Флоран с улыбкой смотрела на него — Рид был красив, как молодой бог. Строгий костюм был ему к лицу, светлая рубашка выгодно оттеняла смугловатую, туго натянутую кожу щек. Темные волосы, зачесанные назад, были темными и густыми, Рид улыбался, и на сердце Флоран было светло и спокойно. Будущее рисовалось в самых радужных тонах. Даже размер кольца Флоран не сильно волновал — она знала, что Господь ее и без того не оставит. В самом деле за оставшийся год она поумнеет, у нее закалится характер, прибавится душевных сил.

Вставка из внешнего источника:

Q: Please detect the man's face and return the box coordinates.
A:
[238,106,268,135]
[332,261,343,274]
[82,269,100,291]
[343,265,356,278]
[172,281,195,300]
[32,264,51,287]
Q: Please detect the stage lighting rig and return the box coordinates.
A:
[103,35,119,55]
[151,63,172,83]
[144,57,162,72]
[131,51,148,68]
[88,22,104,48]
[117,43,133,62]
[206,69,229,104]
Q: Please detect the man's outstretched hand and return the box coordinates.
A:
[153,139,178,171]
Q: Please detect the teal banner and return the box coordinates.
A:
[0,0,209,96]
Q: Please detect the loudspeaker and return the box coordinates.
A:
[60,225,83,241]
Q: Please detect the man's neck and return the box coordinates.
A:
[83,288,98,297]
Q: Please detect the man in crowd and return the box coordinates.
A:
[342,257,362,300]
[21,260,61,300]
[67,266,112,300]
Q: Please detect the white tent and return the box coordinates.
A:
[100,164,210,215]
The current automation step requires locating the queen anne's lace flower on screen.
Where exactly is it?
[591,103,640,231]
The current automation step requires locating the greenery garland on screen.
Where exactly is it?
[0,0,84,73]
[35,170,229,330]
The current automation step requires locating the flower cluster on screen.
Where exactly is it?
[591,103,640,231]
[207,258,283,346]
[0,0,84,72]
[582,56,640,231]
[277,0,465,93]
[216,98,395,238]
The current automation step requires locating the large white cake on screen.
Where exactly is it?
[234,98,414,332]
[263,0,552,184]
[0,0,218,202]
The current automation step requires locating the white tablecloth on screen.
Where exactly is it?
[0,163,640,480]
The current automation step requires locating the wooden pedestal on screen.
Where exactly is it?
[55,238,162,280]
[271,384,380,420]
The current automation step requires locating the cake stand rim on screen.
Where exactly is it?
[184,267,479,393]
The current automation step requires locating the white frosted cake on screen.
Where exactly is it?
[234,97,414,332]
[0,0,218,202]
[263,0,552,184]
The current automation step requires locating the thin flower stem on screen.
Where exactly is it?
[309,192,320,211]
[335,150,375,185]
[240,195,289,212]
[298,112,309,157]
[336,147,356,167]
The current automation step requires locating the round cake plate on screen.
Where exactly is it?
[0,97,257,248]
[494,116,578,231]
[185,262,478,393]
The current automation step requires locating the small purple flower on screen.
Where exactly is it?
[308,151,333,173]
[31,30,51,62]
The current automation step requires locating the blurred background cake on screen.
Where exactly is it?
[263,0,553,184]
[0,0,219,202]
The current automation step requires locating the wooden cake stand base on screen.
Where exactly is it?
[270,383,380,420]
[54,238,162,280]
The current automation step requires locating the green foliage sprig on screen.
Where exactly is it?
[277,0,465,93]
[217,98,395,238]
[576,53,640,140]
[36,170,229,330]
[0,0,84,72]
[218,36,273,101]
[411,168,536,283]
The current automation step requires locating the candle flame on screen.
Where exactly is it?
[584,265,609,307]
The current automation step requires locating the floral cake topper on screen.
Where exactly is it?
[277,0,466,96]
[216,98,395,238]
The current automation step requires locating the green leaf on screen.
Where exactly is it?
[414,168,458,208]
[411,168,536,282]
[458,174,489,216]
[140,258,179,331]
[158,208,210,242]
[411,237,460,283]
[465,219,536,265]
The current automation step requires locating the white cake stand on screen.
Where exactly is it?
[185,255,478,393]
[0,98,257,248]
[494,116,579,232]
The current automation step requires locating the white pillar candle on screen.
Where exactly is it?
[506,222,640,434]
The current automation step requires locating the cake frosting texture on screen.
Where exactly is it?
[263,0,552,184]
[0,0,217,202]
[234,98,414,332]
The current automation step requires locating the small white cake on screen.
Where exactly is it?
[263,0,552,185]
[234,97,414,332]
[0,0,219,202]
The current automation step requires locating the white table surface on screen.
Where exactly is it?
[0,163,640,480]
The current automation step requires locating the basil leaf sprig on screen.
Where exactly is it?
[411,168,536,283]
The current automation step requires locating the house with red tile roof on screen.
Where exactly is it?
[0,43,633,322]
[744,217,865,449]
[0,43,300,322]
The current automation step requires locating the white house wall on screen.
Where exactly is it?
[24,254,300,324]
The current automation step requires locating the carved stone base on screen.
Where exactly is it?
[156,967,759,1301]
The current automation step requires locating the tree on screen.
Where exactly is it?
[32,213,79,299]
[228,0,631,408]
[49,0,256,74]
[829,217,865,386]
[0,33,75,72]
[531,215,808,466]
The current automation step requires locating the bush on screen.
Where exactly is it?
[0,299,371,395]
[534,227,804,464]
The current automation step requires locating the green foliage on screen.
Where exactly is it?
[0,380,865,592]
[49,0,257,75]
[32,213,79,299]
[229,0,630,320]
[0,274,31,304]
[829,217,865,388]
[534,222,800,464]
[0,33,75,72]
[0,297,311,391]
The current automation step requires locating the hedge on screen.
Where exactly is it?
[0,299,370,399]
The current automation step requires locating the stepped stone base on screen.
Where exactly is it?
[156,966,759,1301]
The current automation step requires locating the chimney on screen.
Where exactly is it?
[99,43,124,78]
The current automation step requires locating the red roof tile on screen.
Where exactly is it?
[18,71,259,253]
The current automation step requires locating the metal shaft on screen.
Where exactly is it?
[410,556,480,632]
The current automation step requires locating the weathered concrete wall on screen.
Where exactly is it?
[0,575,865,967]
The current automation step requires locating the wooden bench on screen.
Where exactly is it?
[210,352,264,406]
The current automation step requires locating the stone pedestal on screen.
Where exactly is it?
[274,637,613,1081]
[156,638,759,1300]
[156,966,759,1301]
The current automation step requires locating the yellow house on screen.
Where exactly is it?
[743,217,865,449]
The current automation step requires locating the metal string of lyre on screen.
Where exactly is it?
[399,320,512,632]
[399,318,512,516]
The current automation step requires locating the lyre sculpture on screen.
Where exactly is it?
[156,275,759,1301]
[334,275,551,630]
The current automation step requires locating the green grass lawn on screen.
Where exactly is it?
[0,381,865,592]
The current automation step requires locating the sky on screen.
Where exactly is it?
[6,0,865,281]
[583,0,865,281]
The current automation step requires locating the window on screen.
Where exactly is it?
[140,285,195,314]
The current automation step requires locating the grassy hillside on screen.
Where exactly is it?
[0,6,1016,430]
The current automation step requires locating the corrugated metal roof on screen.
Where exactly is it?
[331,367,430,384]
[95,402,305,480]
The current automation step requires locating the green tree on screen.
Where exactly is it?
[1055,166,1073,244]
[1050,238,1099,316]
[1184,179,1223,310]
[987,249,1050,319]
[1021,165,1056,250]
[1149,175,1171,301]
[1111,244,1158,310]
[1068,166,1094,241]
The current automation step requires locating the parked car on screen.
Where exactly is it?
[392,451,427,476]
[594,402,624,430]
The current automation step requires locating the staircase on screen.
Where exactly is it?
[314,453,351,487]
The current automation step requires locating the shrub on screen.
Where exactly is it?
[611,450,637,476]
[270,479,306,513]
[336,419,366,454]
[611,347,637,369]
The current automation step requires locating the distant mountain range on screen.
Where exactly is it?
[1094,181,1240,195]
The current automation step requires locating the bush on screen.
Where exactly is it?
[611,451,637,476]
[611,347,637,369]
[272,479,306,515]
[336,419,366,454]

И когда кольцо станет впору, ее сердце станет твердым как алмаз. Это позволит без внутренней дрожи рассказать родителям о том, что они с Ридом решили пожениться.

По дороге домой Флоран сняла колечко, засунула его в потайной карман сумочки. Теперь у них с Ридом была своя самая настоящая тайна. Одна на двоих.

Расставаясь на очередные полгода, Рид и Флоран молчали. Да и о чем они могли говорить на вокзале, если рядом стояли родители. Мать и отец давали Флоран последние напутствия. О самом главном влюбленные переговорили заранее — в летном ангаре на краю поля, куда на ночь запирали самолет. Условились, что будут верны друг другу, а для поддержания чувств будут обмениваться письмами не реже двух раз в неделю. Это было нерушимым условием. Любое его искажение будет свидетельствовать об одном — договор больше не действителен, каждая из сторон может разорвать его в любую минуту.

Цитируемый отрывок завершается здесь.